There have been previous reports of abnormal nocturnal behavior due to hypoglycemia, but no report from PSG with extended EEG performed during an episode. A patient with an insulinoma was reported to display abnormal behavior in the early morning at approximately 04:00,2 which was similar to the time of episodes in our patient. The habitual symptoms of the present case reportedly occurred around 04:30, but they occurred around midnight during the present sleep investigation. We speculate that the abnormal behavior appeared depending on the blood glucose level after dinner upon administering insulin glargine. In another study, sleepwalking was observed in a type 1 diabetic patient who had changed from 70/30 human insulin to a regimen of a basal bolus of glargine and lispro.3 Nocturnal hypoglycemia and sleepwalking resolved after the insulin glargine dosage was reduced. The symptoms in the present case also improved after adjusting the medication regimen. Type 2 diabetic patients who receive insulin become as susceptible to hypoglycemia as patients with type 1 diabetes,4 resulting in their also being at a risk of developing nocturnal hypoglycemia, which can cause abnormal behavior during sleep.

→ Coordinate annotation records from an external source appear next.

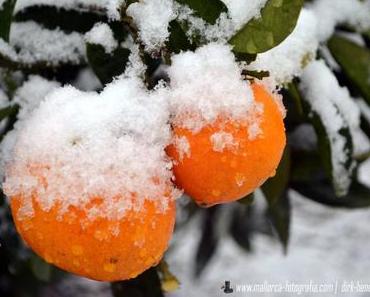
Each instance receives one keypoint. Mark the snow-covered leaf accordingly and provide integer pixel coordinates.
(208, 10)
(178, 40)
(278, 19)
(68, 20)
(355, 62)
(6, 14)
(146, 284)
(106, 66)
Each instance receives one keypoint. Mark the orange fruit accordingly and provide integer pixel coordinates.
(101, 249)
(211, 176)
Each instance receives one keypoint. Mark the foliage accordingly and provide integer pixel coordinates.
(308, 172)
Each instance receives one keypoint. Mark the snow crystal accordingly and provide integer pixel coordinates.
(37, 44)
(207, 84)
(288, 59)
(102, 34)
(223, 140)
(7, 51)
(110, 6)
(87, 81)
(182, 146)
(364, 173)
(89, 145)
(336, 110)
(31, 93)
(331, 13)
(152, 18)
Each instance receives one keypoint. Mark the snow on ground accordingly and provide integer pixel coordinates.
(326, 245)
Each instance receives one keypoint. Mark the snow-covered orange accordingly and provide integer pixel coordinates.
(102, 249)
(211, 176)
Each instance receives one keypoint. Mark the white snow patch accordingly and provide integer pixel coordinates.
(364, 173)
(152, 18)
(330, 13)
(37, 44)
(223, 140)
(206, 85)
(31, 93)
(287, 60)
(102, 34)
(89, 145)
(336, 109)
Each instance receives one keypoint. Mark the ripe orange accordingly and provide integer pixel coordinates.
(95, 249)
(216, 176)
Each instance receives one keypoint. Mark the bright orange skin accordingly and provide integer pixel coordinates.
(93, 251)
(212, 177)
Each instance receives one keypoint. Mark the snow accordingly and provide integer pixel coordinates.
(223, 140)
(37, 44)
(7, 51)
(108, 145)
(337, 110)
(87, 81)
(110, 6)
(31, 93)
(205, 85)
(331, 13)
(363, 173)
(152, 18)
(241, 12)
(337, 251)
(287, 60)
(102, 34)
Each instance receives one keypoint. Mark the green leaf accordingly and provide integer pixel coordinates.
(169, 281)
(144, 285)
(208, 10)
(178, 41)
(275, 191)
(6, 15)
(321, 191)
(278, 19)
(40, 269)
(107, 66)
(355, 62)
(68, 20)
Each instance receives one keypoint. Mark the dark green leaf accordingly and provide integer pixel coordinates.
(178, 41)
(278, 19)
(144, 285)
(68, 20)
(275, 191)
(322, 192)
(355, 62)
(209, 239)
(209, 10)
(6, 15)
(107, 66)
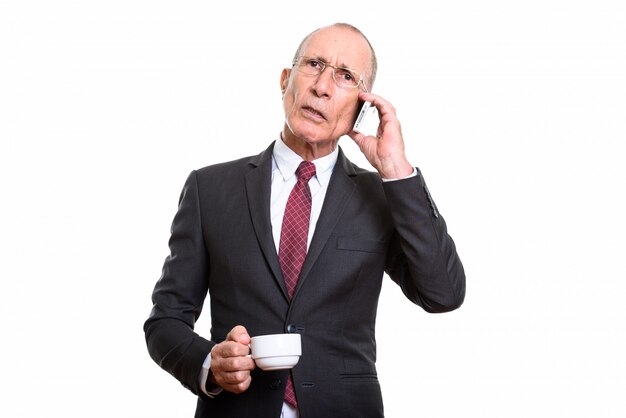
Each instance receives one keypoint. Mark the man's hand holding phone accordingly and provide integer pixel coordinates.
(385, 151)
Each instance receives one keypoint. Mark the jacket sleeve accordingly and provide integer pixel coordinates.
(179, 295)
(423, 260)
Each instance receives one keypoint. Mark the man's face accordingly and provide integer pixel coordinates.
(317, 109)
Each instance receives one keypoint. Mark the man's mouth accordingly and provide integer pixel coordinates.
(314, 113)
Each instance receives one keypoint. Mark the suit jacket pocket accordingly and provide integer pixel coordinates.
(359, 244)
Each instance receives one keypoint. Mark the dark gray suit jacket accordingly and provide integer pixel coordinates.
(222, 243)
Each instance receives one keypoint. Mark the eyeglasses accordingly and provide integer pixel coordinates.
(343, 76)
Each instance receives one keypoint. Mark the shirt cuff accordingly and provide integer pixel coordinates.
(207, 387)
(413, 174)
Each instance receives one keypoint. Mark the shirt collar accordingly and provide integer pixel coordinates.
(287, 161)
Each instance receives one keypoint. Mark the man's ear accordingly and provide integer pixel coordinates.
(284, 79)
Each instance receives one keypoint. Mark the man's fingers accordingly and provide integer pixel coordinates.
(239, 334)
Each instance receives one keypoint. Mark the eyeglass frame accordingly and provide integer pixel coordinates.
(334, 67)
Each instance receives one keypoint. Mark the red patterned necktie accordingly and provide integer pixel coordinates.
(293, 240)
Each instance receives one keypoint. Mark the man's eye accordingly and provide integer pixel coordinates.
(314, 64)
(346, 75)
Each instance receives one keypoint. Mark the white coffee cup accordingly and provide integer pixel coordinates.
(276, 351)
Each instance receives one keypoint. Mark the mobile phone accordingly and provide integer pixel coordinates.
(361, 116)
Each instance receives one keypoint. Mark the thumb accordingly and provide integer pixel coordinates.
(239, 334)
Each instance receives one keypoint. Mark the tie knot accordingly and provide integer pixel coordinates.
(305, 171)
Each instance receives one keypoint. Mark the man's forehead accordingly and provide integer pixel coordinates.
(338, 46)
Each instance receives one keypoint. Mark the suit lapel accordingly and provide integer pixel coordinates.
(258, 191)
(340, 190)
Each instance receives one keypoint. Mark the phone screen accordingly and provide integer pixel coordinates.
(361, 116)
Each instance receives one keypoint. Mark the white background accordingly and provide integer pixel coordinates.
(514, 111)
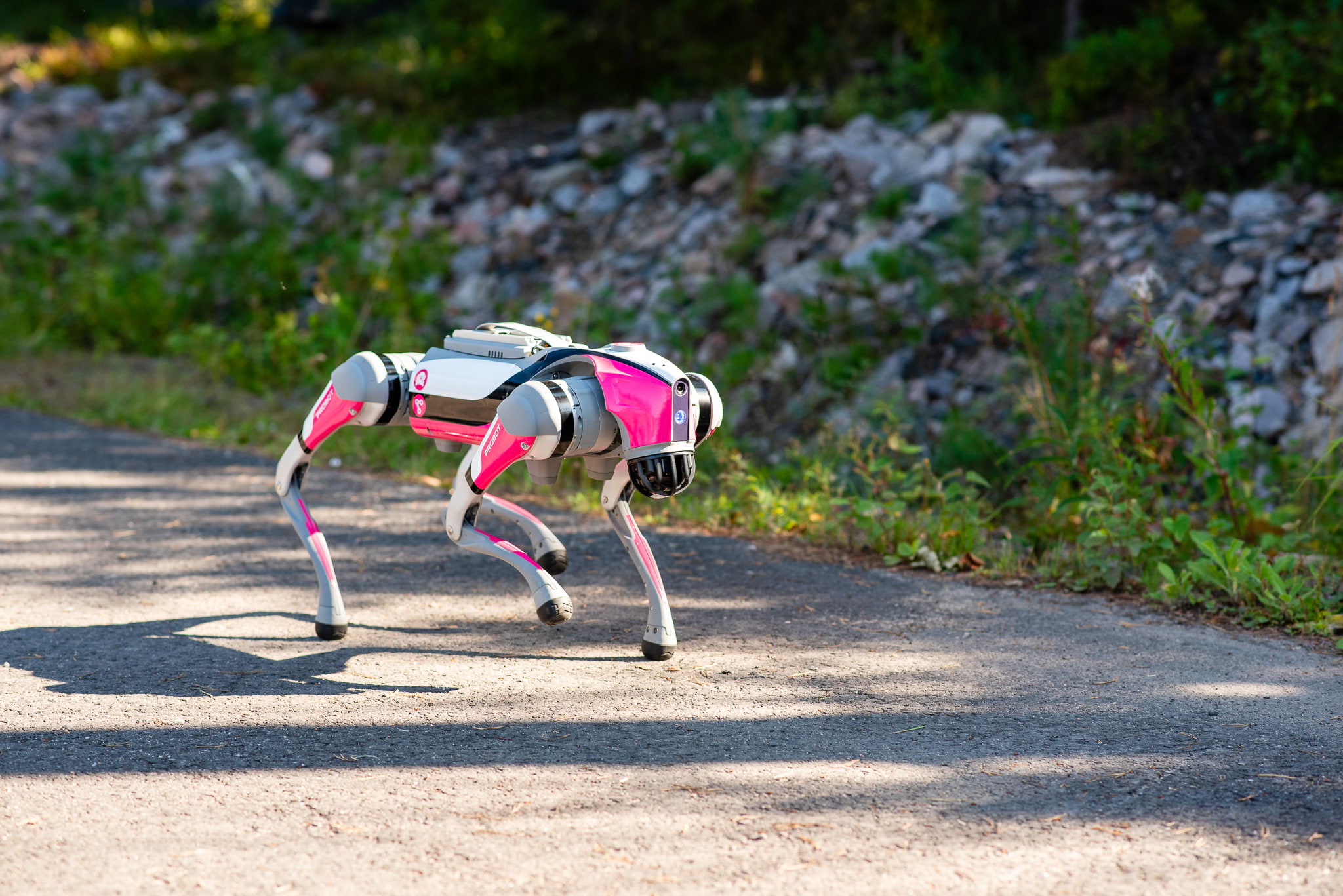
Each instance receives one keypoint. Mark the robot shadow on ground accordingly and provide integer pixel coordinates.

The present case showed abnormal EEG changes in a sleep state that are similar to those seen during daytime hypoglycemia, and the same blood glucose threshold as that in insulin-dependent diabetes.5,6 Decreased alpha activity was concomitant with increased theta activity, and a further lowering of blood glucose levels led to accentuation of the EEG changes and the occurrence of delta activity. These changes were probably due to glucose deprivation in brain neurons, or neuroglycopenia, since the EEG findings normalized after intravenous glucose injection. This intervention also improved her clinical condition.

The clinical history of the present case resembles that of a conversion disorder. However, ictal EEG findings are very important for distinguishing between a true epileptic episode, a conversion disorder, and a pathological condition. In the present case, abnormal EEG changes without epileptiform discharges and low blood glucose level were recorded during the abnormal nocturnal behavior. No additional episodes occurred during a 1-year follow-up after adjusting the diabetes medication of the patient.

The findings in this case indicate that nocturnal hypoglycemia should be considered in patients presenting with nocturnal abnormal behavior.

DISCLOSURE STATEMENT

This was not an industry supported study. This work was supported by the Soonchunhyang University Research Fund. The authors have indicated no financial conflicts of interest.